Sleigh Bells at Bogart’s – Infinite Rhythm

If someone would have told me 4 or so years ago that one of the driving forces of seminal hardcore band Poison the Well was about to embark on an oddly mainstream, Pop-centric noise project with a vocalist he randomly met while working as a waiter in New York, I’d have said you were crazy and had no idea what you were talking about. 

Flash forward to 2014, and we find ourselves eagerly awaiting the arrival of the now infamous duo known as Sleigh Bells. So, it turns out, I’m the one who has no idea what I’m talking about. Their debut, Treats, remains an all-time favorite album, one that encapsulates summer – and not just summer, but a particularly transitional and important one for me personally. Full of thrashy, bratty, often deceptively acidic musical choices, Treats was and is one of the strongest debuts by a relatively unknown quantity in recent memory.

Noisy, brash, brutally honest, and uniquely arrhythmic, Sleigh Bells is a pair of musicians that focuses on what they want first, worrying about the reaction of everyone else later. Driven by guitarist and programmer Derek Miller – formerly of melodic hardcore legends (and personal favorites) Poison the Well – and fronted and anchored by vocalist Alexis Krauss, this is a duo hell bent on bending often hellish noise to their will.

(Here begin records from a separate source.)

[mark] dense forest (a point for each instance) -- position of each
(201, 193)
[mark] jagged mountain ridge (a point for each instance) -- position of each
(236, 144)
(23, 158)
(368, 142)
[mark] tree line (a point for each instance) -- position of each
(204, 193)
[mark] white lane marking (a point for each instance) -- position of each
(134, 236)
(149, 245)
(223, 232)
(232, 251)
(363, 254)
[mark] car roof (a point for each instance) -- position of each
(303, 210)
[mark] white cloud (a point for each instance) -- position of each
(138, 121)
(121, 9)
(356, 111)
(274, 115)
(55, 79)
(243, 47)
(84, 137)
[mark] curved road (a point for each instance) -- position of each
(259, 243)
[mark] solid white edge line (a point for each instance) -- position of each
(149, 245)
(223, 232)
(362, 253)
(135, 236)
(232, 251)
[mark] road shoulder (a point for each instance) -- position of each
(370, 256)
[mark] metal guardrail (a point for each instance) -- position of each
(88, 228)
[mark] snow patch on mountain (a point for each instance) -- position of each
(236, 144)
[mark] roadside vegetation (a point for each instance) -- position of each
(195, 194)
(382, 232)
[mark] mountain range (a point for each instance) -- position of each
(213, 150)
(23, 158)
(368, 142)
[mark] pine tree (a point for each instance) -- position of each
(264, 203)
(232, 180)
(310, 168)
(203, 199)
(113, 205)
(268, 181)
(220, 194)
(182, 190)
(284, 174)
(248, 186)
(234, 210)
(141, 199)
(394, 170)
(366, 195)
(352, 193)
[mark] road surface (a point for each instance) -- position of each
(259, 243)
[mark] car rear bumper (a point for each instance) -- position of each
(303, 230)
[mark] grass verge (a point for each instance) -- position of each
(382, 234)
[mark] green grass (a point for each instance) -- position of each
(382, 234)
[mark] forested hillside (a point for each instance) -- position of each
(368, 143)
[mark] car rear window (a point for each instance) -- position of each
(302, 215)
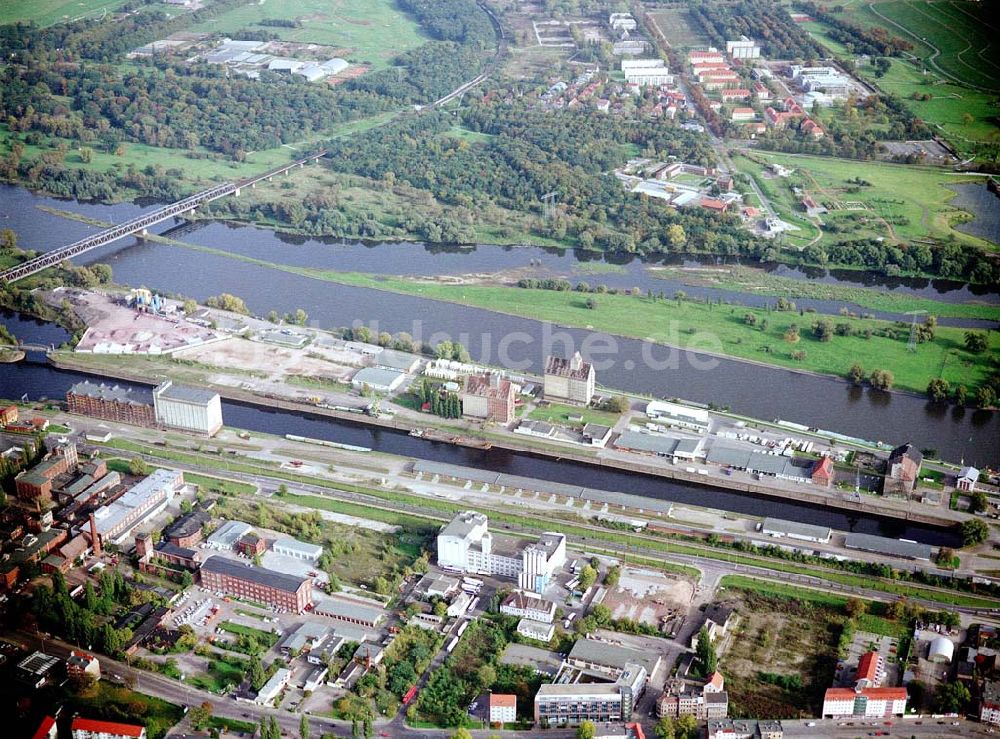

There is no doubt that this Tuesday’s show at Bogart’s will be aimed directly at the likely seething crowd, with Krauss the focal point and center of attention, beckoning fans with her increasingly controlled and refined performance. Meanwhile, expect guitarist Miller to tear through each riff with aggression and defiance, the musical paradox of what Sleigh Bells is becoming increasingly clear as the night wears on. Touring on their 2013 release, Bitter Rivals, expect the evening as a whole to consist of favorites old and new, highlighting the consistently dual-natured melodies, hooks, and dramatic loudness the band has made it’s calling card.

Call it noise-pop, call it indie-electro-rock, call it aggressive and experimental synthpunk. No matter how you label it, Sleigh Bells is going to make a lot of noise, and I imagine they’re going to expect you to do the same.